Demonising EFF protests
Yet, as with the protests during apartheid South Africa which were useful and successful, so too we saw, in this instance, the success of the protests led by the EFF, albeit small, against racism in the private sector. The protests against Clicks worked. Clicks is taking action and must be commended!
However, some media houses did all in their power to demonise the protests led by the EFF. By focusing on the protests, instead of the racist ad, these media houses attempted to gaslight South Africans, shifting attention to the protests, instead of fighting the ad and its sponsors.
Only when the EFF protests at Clicks stores took place, did a specific media house get all its presenters, black and white, to condemn the ad and the institutionalised racism the ad portrayed. Yet their condemnation was followed by a "but".
Some media houses, with the rest of corporate South Africa, therefore did all in their power to delegitimise the struggles of black bodies in South Africa. Yet the agreement between Clicks and the EFF prove these pundits wrong. Slowly but surely, the EFF is leading in the fight against racism in corporate South Africa.
How is it that some protests are encouraged and even promoted by the media, but when it comes to protests against corporate South Africa, these are described as violent and delegitimised?

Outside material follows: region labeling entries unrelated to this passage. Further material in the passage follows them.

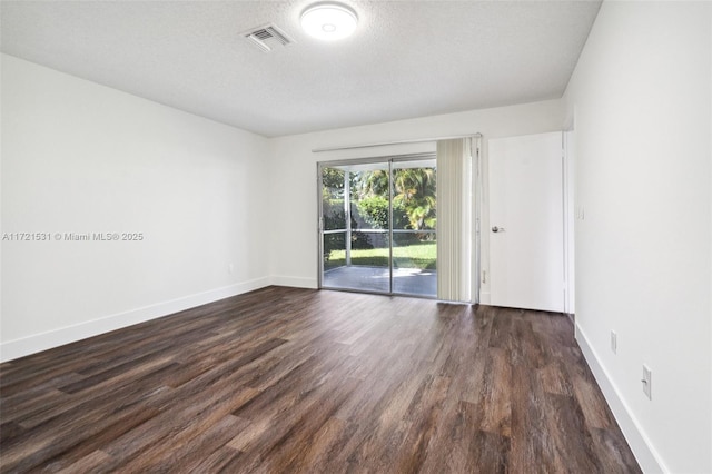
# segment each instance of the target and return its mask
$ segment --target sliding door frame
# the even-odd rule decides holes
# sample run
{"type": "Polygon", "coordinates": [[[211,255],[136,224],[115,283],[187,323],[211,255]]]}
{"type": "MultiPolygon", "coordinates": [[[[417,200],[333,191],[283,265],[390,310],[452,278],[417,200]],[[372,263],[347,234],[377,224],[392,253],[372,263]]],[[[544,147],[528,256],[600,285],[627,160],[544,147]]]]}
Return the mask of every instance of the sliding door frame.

How is it that some in the media and in civil society are fine with protests, even violent ones at times, against the state, but these same people, by all means, defend and protect corporate South Africa?
The EFF has never planned nor condoned violent protests. But some in the media, either by commission or omission, wish to always portray the EFF as a violent organisation.
South Africans are aware that particular media houses have an agenda against the EFF and will do all in their power to portray the EFF as such and we are therefore not surprised that the focus is shifted to the EFF, instead of on the real perpetrators, in this instance, Clicks.
Some weeks ago, a weekly national newspaper in South Africa ran a story on a directive given by a recruitment agency to its agents for the recruitment of an "SMG - Marketing Manager" and it included a "[n]ew spec (sic) from SMG for a Marketing Manager." The email continued: "Ideal candidate youngish white Male and Female (slightly prefer male)…."
BMW SMG immediately distanced itself from Schlemmer & Associates, the recruitment company, even though the email said the request came "from SMG".
The EFF in the Western Cape has been staging peaceful protests against BMW SMG in Cape Town to highlight the blatant racist employment practices of the dealership, in full view of BMW South Africa. The latter is yet to issue a response condemning the other group's employment practices.
The past few weeks in South Africa have shown us that racism is alive and well and sadly, still thriving in some pockets of corporate South Africa.
The examples of Clicks and the SMG BMW group have been exposed through great determination from the EFF. The EFF is taking no prisoners and this determination must be commended.
We cannot pussyfoot around this issue. Unless punitive measures are taken, racism will continue to simmer.
While Clicks suspended staff involved in the advert and an executive resigned, we are still waiting for BMW SA to do the same and act without fear or favour in punishing the SMG BMW group by taking franchises away from them.
The EFF will not wait for any approval to continue its assault on racist practices.
SMG BMW remains our target of exposure and there is little doubt that we will get the same outcomes we had with Clicks. If there is anything apartheid taught us, it is that we must fight for what we want and fight to be recognised as people!
For our children's sakes, we will not give up the fight!
- Bernard Yusuf Joseph is the former chairperson of the EFF in the Western Cape and a Member of Parliament. He writes in his personal capacity.